Çalışmamızın inceleme alanını oluşturan şekirtük kelimesi de hapaks legomenon (tek örnek) olarak değerlendirilen sözcüklerden biridir. Güncel Türkçe Sözlük’te; çalışmamızda bahsi geçen manasıyla ilk iki anlamı; “1. isim Etli meyvelerin içinde bir veya birden çok bulunan, çoğu sert bir kabukla kaplı tohum; çiğit; 2. isim Yenmek için satılan ayçiçeği tohumu; çiğit” (Türk Dil Kurumu, t.y.) biçiminde verilen çekirdek kelimesi Türk dilinin tarihî dönemlerinde ilk olarak XI. yy eserlerinden biri olan DLT’de şekirtük al-fustuq ‘antep fıstığı, fıstık’ (Atalay 1985, s. 507; Dankoff ve Kelly 1982 s. 375; Ercilasun ve Akkoyunlu, 2015, s. 222; Kaçalin, 2019, s. 431) anlamına gelecek şekilde tanıklanmıştır. Bu eser, XI. yüzyılın son yarısından itibaren Türk dünyasında kullanılan ve farklı dillerden Türkçeye geçmiş kelimelerin detaylı bir sözlüğüdür. Sertkaya, DLT’de geçen bir kelimenin Türkçe olarak kabul edilmesinin yanlış olduğunu savunmuş ve eserin içinde Türkçe ve çeşitli çevre dillerine ait kelimelerin bulunduğunu belirtmiştir. Bunlar arasında Toharca, Arapça, Moğolca, Grekçe, Hoten Sakacası, Tibetçe, Farsça, Sanskrit (Hintçe), Soğdça, Çince, Kençekçe, Hotence gibi diller yer almaktadır. DLT’deki yabancı kelimeler konusunda bk. Sertkaya (2009), Gülensoy (1984), Gökdağ (2007), Güner (2009), Choi (1992), Tezcan’ın (1997). Mevcut çalışmalar Sertkaya (2009) tarafından ayrıntılı ayrıntılı olarak değerlendirilmiştir. Burada üzerinde duracağımız şekirtük kelimesinin tarihçesini Nişanyan “Eski Türkçe: şekirtük [Kaşgarî, Divan-i Lugati’t-Türk, 1073] şekirtük: al-fustuḳ; Kıpçakça: çatlayuk [Codex Cumanicus, 1303] nizole [fındık] - Fa: fenduk - Tr: çatlauk; Çağatayca: [Pavet de Courteille, Dictionnaire Turc Oriental, 1500 yılından önce] çekirdek: jujube sauvage; noyau [1. yabani iğde, 2. çekirdek]; Türkiye Türkçesi: [Meninski, Thesaurus, 1680] çekirdek: Nucleus & scrupulus, granum. [meyve veya zeytin çekirdeği, tanecik]” (Nişanyan Sözlük, t.y.a) biçiminde açıklar. Anadolu ağızlarında aşağıda vereceğimiz farklı biçimlerine de rastlanır (Gülensoy, 2017, s. 228b). Kelimenin kökeni konusunda çeşitli yorum ve etimoloji önerileri bulunmaktadır.

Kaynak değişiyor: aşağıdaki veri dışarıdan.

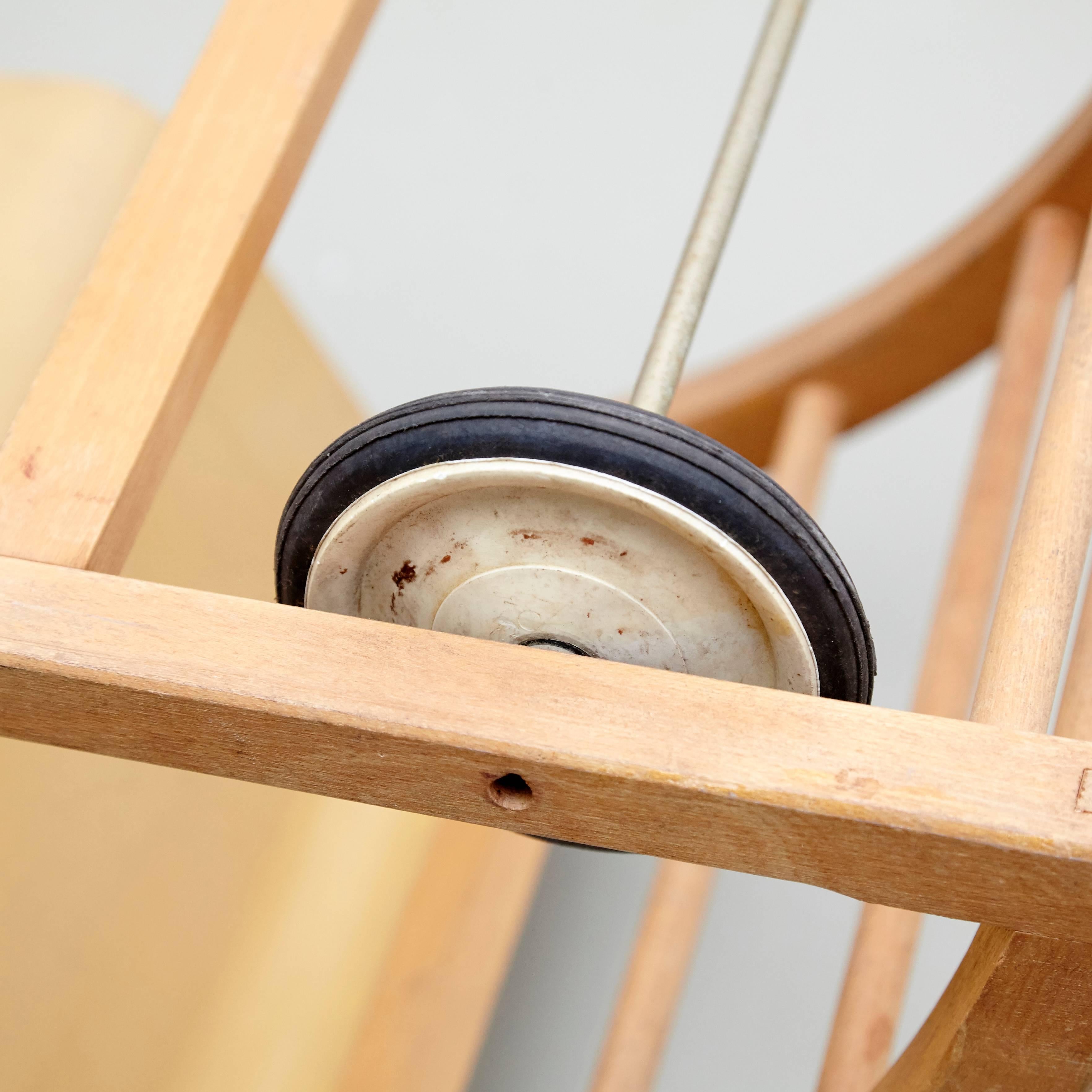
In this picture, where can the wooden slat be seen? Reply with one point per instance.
(913, 328)
(943, 816)
(1028, 1001)
(675, 912)
(448, 964)
(94, 437)
(655, 979)
(879, 966)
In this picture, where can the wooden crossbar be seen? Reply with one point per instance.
(949, 817)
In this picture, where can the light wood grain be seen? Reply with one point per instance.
(814, 414)
(655, 978)
(1017, 1014)
(943, 816)
(430, 1017)
(675, 912)
(916, 327)
(879, 964)
(92, 442)
(150, 918)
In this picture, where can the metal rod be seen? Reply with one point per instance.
(663, 365)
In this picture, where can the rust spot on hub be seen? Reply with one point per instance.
(405, 576)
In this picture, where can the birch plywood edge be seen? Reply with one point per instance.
(943, 816)
(922, 323)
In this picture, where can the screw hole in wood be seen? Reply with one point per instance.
(510, 792)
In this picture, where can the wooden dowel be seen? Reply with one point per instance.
(1016, 1013)
(883, 954)
(676, 908)
(655, 979)
(92, 442)
(814, 414)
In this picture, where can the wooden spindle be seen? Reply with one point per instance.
(881, 962)
(676, 908)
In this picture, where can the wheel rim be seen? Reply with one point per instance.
(531, 552)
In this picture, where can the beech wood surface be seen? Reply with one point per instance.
(448, 962)
(656, 976)
(813, 418)
(1018, 1014)
(675, 912)
(930, 317)
(881, 962)
(930, 814)
(94, 437)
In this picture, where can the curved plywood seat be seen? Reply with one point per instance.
(1014, 993)
(918, 326)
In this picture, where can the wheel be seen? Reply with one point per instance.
(580, 525)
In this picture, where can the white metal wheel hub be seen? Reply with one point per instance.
(530, 552)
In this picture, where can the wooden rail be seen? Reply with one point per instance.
(914, 327)
(879, 966)
(943, 816)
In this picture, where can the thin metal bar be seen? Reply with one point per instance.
(663, 365)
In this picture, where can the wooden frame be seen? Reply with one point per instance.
(948, 816)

Çalışmanın Amaç ve Yöntemi

DLT’te çigir ‘ekmek içerisinde taş kırıntıları olduğu zaman dişin ezemeyerek çıkardığı ses’ (Atalay, 1985, s. 363; çikir Dankoff ve Kelly, 1982, s. 281; Ercilasun ve Akkoyunlu, 2015, s. 156; Kaçalin, 2019, s. 154) ve çiğit ‘pamuk çekirdeği (Arguca)’ (Atalay, 1985, s. 356; Dankoff ve Kelly, 1982, 276; Ercilasun ve Akkoyunlu, 2015, s. 153; Kaçalin, 2019, s. 154) olmak üzere iki farklı kelime geçmektedir. Çekirdek kelimesinin etimolojisi hakkında ilk görüş kelimenin çigir (~ şiGir) ikinci görüş Türkçe kökenli çiğit üçüncü görüş ise İranî kökenli çiğit’ten sözcüğünden türediğini ileri sürer. Aşağıda bu üç görüş etimolojik sözlükleri ve kelime hakkındaki çalışmalar yardımıyla değerlendirildikten sonra kendi etimoloji denememiz verilecektir.

Kelime Üzerine Görüşler

1. Yansıma Sözcük

Tietze, madde başı aldığı çekürdek/çekirdek kelimesini ‘meyve tohumu; kabak tohumu’ olarak tanımladıktan sonra, bu kelimenin ses taklidi kelimelerden türediğini belirtmiştir. Kelimenin yapısında özellikle ses taklidi kelimelerde sıkça görülen /l/ veya /r/ son ünsüzünden sonra fiil eki olarak -la yerine -da fiil ekinin kullanıldığını [örneğin alda-] ve fiilden ziyade nomen concretum (somut isim) oluşturan -(ı)k ekinin eklenmesiyle [örneğin b. acuk/ acık] oluştuğunu açıklamıştır (2002, s. 491).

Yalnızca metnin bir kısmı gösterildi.